If a sphere and paper are dropped from 10 meters and the sphere hit the ground in 1.4 seconds and the paper hit in 2 seconds, why did the impact time in case of the piece of paper change in comparison to the sphere?
A. a=(Wt-R)/m;a=g B. a=(Wt-R)/m;a>g
C. a=(Wt-R);a<g D. a=(Wt-R)/m;a<g
To determine why the impact time of the piece of paper changed in comparison to the sphere, we need to analyze the forces acting on each object.
The sphere experiences two forces: its weight (W) acting downwards and the opposing force known as the normal force (R) provided by the ground. The net force acting on the sphere is the difference between the weight and the normal force, which can be written as Wt - R.
We can apply Newton's second law to the sphere: F = ma, where F is the net force and a is the acceleration. Since the acceleration due to gravity is directed downwards, we can express it as a = g, where g is the acceleration due to gravity (approximately 9.8 m/s^2).

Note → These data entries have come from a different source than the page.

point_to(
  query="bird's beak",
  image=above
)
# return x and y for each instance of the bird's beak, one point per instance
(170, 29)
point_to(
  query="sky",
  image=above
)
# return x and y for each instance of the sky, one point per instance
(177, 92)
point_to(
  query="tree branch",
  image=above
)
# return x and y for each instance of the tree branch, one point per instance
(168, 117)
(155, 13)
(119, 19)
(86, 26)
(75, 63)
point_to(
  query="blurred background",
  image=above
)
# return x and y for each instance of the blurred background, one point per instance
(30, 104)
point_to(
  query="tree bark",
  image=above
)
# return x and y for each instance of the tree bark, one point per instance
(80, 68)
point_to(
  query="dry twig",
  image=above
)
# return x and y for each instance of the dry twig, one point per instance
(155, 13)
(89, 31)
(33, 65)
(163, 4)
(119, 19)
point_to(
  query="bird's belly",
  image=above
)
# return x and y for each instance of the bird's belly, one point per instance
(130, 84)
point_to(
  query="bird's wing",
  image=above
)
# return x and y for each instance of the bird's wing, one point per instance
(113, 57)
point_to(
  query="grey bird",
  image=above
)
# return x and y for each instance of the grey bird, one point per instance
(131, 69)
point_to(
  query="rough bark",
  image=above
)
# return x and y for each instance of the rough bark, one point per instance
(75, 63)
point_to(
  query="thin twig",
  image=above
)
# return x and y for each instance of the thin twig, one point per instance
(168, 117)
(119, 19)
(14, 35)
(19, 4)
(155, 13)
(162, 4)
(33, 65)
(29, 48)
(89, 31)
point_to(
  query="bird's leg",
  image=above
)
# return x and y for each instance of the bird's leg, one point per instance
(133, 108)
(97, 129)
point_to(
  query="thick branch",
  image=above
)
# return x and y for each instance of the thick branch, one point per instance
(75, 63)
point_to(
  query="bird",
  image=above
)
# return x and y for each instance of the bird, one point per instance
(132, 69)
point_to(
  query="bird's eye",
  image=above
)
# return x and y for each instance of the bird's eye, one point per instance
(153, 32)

Let's examine the options provided:
A. a = (Wt - R)/m; a = g
This option suggests that the acceleration of the sphere is equal to the acceleration due to gravity, which is not correct because the net force acting on the sphere is not equal to its weight.
B. a = (Wt - R)/m; a > g
This option suggests that the acceleration of the sphere is greater than the acceleration due to gravity, which is also incorrect as the acceleration due to gravity remains constant regardless of the object.
C. a = (Wt - R); a < g
This option suggests that the acceleration of the sphere is less than the acceleration due to gravity, which is incorrect as the sphere is affected by gravity.
D. a = (Wt - R)/m; a < g
This option suggests that the acceleration of the sphere is less than the acceleration due to gravity, which is correct because the net force acting on the sphere is less than its weight.
Therefore, the appropriate answer is D. a = (Wt - R)/m; a < g.
Now, considering the piece of paper, it experiences air resistance in addition to the weight and normal force. The presence of air resistance affects the motion of the paper, causing it to take longer to reach the ground compared to the sphere. The impact time for the paper is increased due to the opposing force of air resistance.
Hence, the impact time of the paper changed in comparison to the sphere because the paper experiences air resistance, which slows down its descent.